Sweden’s chief epidemiologist and the architect of its light-touch approach to the coronavirus has acknowledged that the country has had too many deaths from Covid-19 and should have done more to curb the spread of the virus.
Anders Tegnell, who has previously criticised other countries’ strict lockdowns as not sustainable in the long run, told Swedish Radio on Wednesday that there was “quite obviously a potential for improvement in what we have done” in Sweden.
Asked whether too many people in Sweden had died, he replied: “Yes, absolutely,” adding that the country would have to consider in the future whether there had been a way of preventing such a high toll.
The country’s death rate per capita was the highest in the world over the seven days to 2 June, figures suggest. This week the Swedish government, bowing to opposition pressure, promised to set up a commission to look into its Covid-19 strategy.
“If we were to encounter the same disease again knowing exactly what we know about it today, I think we would settle on doing something in between what Sweden did and what the rest of the world has done,” Tegnell said. It would be “good to know exactly what to shut down to curb the spread of infection better”, he added.
According to the scientific online publication Ourworldindata.com, the number of Covid-19 deaths per capita in Sweden was the highest in the world in a rolling seven-day average to 2 June. The country’s rate of 5.29 deaths per million inhabitants a day was well above the UK’s 4.48.
Relying on its citizens’ sense of civic duty, Sweden closed schools for all over-16s and banned gatherings of more than 50, but only asked – rather than ordered – people to avoid non-essential travel and not to go out if they were elderly or ill. Shops, restaurants and gyms have remained open.
Although there are signs that public opinion is starting to shift, polls have shown a large majority of Swedes support and have generally complied with the government’s less coercive strategy, which is in stark contrast to the mandatory lockdowns imposed by many countries, including Sweden’s Nordic neighbours.
But the policy, which Tegnell has said was aimed not at achieving herd immunity but at slowing the spread of the virus enough for health services to cope, has been increasingly and heavily criticised by many Swedish experts.
Sweden’s 4,468 fatalities from Covid-19 represent a death toll of 449 per million inhabitants, compared with 45 in Norway, 100 in Denmark and 58 in Finland.
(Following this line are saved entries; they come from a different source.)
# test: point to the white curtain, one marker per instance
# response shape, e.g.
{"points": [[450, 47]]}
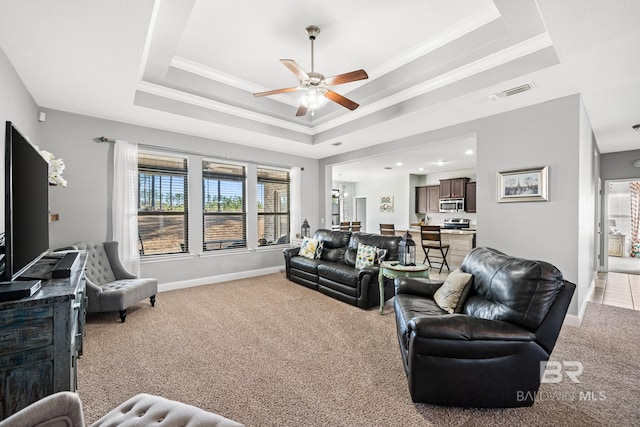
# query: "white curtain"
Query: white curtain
{"points": [[125, 204], [296, 201], [635, 219]]}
Its per-million tally remains lower than the corresponding figures of 555, 581 and 593 in Italy, Spain and the UK respectively.
Norway and Denmark announced last week that they were dropping mutual border controls but would provisionally exclude Sweden from a Nordic “travel bubble” because of its much higher coronavirus infection rate.
Tegnell told Swedish Radio it was not clear yet exactly what the country should have done differently, or whether the restrictions it did impose should have been introduced simultaneously rather than step by step.
“Other countries started with a lot of measures all at once. The problem with that is that you don’t really know which of the measures you have taken is most effective,” he said, adding that conclusions would have to be drawn about “what else, besides what we did, you could do without imposing a total shutdown.”
Despite the stated goal of protecting the nation’s elderly people, Sweden’s strategy has been particularly catastrophic for this age group, with roughly half the country’s deaths so far occurring in care homes.
Annike Linde, Tegnell’s predecessor as chief epidemiologist from 2005 to 2013, said last week that she had initially backed the country’s strategy, but had begun to reassess her view as the virus swept through the elderly population.
“There was no strategy at all for the elderly, I now understand,” Linde told the Swedish state broadcaster. “I do not understand how they can stand and say the level of preparedness was good, when in fact it was lousy.”
She said another key mistake was to assume that the coronavirus would behave like seasonal flu. “It does not behave like the flu at all,” she said. “It spreads more slowly and has a longer incubation time. This makes it more difficult to detect, and to build immunity in the population.”
Sweden would have done better to follow its Nordic neighbours, close its borders and invest in testing and tracking to a far greater extent, she said.
A study last month found that only 7.3% of Stockholm’s inhabitants had developed Covid-19 antibodies by the end of April.